In my experience, a child who struggles with reading is often frustrated because they are overwhelmed and confused without knowing or having the ability to put in words how or what they need help with.

Finally, I want to add that I’m also in this business to give a parent some much-needed encouragement and guidance. The parents I have worked with are cooperative, involved, caring and some, super busy. When they hire me, I hope to give them exactly what they are hoping for, which is to (at least for one hour) work with their child in a very focused and concerted way in order to meet the mutual goals of getting their child to gain confidence and skills needed to read at or above grade level.

~Peace in reading peeps.

Building a Successful Reader

I write about my tutoring sessions in order to document observations, share insights with interested parties and to advocate for the early intervention of reading help a.k.a, tutoring.  Perhaps tutoring has historically been a term equated with the older student and to tutor a young student makes no sense. But, after a year of observation, I beg to differ. It should be a no brainer. A confident, successful reader will love books and in the process love to learn. The earlier a child can master the task of reading, the more enjoyable their school experience will be.

To be clear, I am not advocating developmentally inappropriate practices, for example forcing a pre-schooler to sit quietly at a desk “pushing papers”. While there is a place for some amount of practice using worksheets or flashcards and such, being taught too early in a style meant for a much older student can do more harm to the learning process than good.

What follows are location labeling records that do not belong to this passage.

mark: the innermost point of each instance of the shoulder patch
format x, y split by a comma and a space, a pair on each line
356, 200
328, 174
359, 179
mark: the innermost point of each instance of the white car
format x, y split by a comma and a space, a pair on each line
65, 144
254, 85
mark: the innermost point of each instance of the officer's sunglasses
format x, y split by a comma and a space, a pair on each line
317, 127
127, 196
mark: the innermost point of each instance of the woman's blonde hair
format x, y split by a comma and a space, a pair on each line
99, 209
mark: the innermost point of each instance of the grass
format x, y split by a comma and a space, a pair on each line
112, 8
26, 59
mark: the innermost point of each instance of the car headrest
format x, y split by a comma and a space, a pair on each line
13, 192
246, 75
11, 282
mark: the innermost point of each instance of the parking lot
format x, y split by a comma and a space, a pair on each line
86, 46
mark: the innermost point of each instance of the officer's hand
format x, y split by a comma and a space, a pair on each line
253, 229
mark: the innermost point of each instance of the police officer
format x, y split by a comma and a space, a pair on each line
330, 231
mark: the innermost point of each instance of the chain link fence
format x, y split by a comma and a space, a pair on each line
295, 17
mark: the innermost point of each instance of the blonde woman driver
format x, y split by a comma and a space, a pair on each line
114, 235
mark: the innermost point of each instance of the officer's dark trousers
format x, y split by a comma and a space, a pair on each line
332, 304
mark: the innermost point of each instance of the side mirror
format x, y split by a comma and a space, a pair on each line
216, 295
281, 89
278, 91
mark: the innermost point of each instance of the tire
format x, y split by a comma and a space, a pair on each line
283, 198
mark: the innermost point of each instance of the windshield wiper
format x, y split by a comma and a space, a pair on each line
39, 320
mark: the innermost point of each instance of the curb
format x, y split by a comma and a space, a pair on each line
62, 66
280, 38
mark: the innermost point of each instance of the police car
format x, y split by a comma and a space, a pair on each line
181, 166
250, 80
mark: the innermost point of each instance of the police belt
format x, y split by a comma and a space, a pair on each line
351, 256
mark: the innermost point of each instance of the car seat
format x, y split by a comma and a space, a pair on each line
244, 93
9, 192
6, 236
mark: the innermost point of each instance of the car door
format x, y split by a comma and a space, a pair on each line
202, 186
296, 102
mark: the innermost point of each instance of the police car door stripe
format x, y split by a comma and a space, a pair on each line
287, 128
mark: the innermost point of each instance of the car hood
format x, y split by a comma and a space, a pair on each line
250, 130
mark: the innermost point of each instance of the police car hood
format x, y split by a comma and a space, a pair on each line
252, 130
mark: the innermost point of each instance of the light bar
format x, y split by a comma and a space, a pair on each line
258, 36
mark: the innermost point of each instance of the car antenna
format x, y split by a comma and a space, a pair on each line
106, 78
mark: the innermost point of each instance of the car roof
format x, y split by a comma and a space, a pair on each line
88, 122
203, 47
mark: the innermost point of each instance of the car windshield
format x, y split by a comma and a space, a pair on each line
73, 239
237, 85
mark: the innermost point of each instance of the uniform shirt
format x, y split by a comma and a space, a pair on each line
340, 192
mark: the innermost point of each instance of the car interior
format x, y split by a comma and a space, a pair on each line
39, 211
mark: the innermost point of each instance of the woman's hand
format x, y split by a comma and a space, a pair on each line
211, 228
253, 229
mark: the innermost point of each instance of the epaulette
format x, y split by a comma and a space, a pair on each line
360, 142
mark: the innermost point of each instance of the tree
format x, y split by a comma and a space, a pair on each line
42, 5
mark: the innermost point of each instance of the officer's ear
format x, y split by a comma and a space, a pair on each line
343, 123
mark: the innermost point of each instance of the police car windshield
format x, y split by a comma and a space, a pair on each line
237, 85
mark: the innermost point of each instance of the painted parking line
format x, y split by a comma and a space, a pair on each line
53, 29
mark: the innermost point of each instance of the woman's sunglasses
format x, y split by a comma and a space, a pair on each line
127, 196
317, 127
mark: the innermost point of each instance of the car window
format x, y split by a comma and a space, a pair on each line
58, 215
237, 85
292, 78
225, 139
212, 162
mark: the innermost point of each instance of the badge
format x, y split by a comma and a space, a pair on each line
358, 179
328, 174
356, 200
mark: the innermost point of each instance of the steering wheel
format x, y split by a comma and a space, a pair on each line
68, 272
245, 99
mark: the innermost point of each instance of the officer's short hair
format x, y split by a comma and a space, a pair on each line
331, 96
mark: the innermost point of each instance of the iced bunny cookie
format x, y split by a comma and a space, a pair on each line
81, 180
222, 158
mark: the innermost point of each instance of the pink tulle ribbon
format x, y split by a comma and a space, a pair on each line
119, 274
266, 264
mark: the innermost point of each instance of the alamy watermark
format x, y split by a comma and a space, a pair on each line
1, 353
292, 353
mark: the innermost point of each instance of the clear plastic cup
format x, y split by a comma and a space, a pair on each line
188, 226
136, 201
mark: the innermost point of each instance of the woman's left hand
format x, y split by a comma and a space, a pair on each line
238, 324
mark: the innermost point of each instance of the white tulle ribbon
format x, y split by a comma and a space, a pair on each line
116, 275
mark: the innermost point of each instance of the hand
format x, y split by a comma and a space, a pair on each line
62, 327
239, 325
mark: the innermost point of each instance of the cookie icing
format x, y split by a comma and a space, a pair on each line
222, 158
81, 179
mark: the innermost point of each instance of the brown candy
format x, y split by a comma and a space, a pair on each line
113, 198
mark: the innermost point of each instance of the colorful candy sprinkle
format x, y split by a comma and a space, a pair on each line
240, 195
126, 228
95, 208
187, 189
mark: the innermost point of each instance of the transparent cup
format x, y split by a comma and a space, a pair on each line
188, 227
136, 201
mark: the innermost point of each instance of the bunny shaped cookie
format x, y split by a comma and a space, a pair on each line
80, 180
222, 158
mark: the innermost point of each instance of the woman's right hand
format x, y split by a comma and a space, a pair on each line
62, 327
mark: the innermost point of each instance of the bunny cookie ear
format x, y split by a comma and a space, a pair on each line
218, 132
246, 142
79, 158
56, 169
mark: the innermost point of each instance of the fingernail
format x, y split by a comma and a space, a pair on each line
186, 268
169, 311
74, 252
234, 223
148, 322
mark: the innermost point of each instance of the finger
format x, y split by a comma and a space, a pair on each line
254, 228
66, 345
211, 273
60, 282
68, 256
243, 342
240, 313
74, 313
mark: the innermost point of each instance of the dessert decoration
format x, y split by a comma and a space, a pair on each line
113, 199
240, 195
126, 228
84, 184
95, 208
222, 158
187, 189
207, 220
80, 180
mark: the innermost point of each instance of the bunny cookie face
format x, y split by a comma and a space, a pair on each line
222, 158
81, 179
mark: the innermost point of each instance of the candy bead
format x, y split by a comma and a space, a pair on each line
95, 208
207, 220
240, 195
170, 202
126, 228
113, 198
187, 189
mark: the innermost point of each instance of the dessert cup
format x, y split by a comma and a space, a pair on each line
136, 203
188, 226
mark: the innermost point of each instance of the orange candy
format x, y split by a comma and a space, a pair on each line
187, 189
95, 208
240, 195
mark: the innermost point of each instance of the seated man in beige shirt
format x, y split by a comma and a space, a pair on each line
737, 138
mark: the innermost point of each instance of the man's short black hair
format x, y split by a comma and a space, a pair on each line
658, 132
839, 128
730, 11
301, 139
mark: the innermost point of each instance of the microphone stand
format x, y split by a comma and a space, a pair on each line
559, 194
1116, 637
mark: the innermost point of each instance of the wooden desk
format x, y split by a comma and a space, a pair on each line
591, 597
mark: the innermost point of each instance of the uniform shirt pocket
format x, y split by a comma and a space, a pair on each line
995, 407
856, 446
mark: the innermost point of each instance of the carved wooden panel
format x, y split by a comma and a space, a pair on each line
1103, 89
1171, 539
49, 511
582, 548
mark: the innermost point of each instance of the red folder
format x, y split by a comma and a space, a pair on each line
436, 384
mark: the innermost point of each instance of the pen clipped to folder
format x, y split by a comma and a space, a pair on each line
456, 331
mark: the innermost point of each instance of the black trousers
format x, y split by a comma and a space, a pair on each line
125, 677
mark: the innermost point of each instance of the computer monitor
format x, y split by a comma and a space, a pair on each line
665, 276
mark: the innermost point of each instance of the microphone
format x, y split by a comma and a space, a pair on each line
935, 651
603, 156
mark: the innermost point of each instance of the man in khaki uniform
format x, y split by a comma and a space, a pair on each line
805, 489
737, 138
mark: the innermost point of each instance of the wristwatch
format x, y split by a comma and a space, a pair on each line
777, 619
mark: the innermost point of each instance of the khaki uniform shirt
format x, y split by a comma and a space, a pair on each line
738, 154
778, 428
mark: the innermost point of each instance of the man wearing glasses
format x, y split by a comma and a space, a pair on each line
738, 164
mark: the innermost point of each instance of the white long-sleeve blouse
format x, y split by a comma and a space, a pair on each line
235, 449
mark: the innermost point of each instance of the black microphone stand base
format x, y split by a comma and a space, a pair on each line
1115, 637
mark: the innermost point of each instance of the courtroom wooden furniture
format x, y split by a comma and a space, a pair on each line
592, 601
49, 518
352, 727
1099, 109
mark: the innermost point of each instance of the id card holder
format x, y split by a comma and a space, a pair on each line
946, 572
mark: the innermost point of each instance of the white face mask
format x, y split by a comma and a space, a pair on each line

Most children have a natural drive to learn about their world and books can be part of this experience. If books are introduced to children while in the lap of a caregiver, the natural drive of learning will create positive experiences with books. It should be built into the child’s routine to have time to sit in the living room exploring a variety of books while the caregivers are nearby reading themselves. Building a reader can also include taking a child to a fun story-time at a local bookstore, or even just visiting the local library and perusing the various books in the child section.

Have a good week putting books into your daily routine.